Despite the appearance of evidence for orthostatic hypotension, the allegation of orthostatic hypotension did not withstand scrutiny. A thorough review of the chart and the patient’s history identified that although the patient had a long history of light-headedness, there was no history of orthostatic hypotension. The patient’s symptoms of light-headedness always occurred when the patient was laying down, a fact which was supported by the wife’s own testimony. Symptoms on this admission had not differed substantially from prior incidents and the patient had never experienced a single documented fall in relation to his symptoms. Importantly, the defense identified that portions of the chart which suggested orthostatic hypotension were in fact, hearsay and inadmissible. Although an exhaustive cause for the patient’s light-headedness was not pursued on the admission in question, the patient had been admitted to the hospital a few months prior, where a thorough workup had been performed.

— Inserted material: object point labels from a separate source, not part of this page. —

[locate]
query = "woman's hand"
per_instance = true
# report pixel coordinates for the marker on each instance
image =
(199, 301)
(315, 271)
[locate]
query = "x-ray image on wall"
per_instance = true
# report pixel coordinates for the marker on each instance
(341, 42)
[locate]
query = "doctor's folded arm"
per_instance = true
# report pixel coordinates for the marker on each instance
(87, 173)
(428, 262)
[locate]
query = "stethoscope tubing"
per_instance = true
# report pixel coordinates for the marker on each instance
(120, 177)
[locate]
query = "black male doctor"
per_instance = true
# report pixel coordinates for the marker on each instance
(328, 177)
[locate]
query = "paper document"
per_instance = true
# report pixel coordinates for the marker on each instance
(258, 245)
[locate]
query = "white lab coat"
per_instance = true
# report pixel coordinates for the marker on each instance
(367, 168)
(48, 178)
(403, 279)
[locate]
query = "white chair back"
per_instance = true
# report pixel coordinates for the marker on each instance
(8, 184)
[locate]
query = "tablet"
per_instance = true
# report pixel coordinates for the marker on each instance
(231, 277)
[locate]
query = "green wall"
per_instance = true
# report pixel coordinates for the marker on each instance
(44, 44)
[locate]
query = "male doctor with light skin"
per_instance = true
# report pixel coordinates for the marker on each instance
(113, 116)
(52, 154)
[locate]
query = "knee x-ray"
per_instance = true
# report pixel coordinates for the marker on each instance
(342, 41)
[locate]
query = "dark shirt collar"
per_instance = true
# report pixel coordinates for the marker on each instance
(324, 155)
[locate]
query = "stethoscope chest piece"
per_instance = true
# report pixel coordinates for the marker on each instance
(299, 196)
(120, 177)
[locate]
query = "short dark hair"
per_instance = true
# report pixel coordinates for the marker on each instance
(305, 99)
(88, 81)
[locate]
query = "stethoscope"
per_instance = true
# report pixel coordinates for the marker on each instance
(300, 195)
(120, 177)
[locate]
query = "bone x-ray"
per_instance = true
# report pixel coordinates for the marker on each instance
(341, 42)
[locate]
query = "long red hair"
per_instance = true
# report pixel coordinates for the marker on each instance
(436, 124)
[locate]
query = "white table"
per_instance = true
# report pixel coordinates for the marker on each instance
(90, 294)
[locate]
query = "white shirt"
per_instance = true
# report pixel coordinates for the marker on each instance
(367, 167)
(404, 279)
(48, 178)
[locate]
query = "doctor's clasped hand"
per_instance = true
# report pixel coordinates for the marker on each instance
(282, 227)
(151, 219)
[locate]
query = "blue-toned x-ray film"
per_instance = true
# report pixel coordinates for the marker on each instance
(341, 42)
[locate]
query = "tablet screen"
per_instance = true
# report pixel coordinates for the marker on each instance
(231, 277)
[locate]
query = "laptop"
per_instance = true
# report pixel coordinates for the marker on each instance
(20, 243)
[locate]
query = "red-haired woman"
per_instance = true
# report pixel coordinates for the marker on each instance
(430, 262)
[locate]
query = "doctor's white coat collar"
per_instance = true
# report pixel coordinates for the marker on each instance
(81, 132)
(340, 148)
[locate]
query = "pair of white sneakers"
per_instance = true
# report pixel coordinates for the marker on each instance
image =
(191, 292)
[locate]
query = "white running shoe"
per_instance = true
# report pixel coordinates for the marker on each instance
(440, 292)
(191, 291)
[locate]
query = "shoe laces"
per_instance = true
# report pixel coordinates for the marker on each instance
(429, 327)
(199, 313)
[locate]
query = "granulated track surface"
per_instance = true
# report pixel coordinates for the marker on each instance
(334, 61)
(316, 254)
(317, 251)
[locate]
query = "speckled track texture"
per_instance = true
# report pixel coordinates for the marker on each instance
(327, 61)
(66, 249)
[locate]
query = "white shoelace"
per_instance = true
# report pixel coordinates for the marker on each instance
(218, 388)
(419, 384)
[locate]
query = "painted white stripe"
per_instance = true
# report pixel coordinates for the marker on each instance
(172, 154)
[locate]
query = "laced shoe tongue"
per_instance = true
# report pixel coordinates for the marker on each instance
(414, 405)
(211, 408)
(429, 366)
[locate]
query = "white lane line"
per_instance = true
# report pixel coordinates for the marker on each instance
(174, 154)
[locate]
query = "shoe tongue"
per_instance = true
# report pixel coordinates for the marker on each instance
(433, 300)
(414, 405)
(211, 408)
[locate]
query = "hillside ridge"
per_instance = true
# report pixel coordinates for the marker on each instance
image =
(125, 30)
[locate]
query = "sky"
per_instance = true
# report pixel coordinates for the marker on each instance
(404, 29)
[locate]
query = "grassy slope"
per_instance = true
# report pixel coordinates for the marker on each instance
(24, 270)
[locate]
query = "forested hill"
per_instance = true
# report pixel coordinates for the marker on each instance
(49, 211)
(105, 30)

Additionally, the defense showed that the defendant cardiologist acted conscientiously in reaching out to contact the patient’s primary cardiologist to discuss the history and management of the patient. This fact helped to substantiate the cardiologist’s decision not to repeat prior workups but rather to focus on the issue of new onset atrial fibrillation as the primary focus of the hospitalization in question. PRI’s expert physicians were able to defend the quality of care rendered by the cardiologist and internist involved in the case and to counteract expert testimony offered by the plaintiff’s experts.

After reviewing all the evidence, the jurors determined that PRI’s defendant physicians had not departed from the standard of care, and a verdict in favor of the defense was rendered.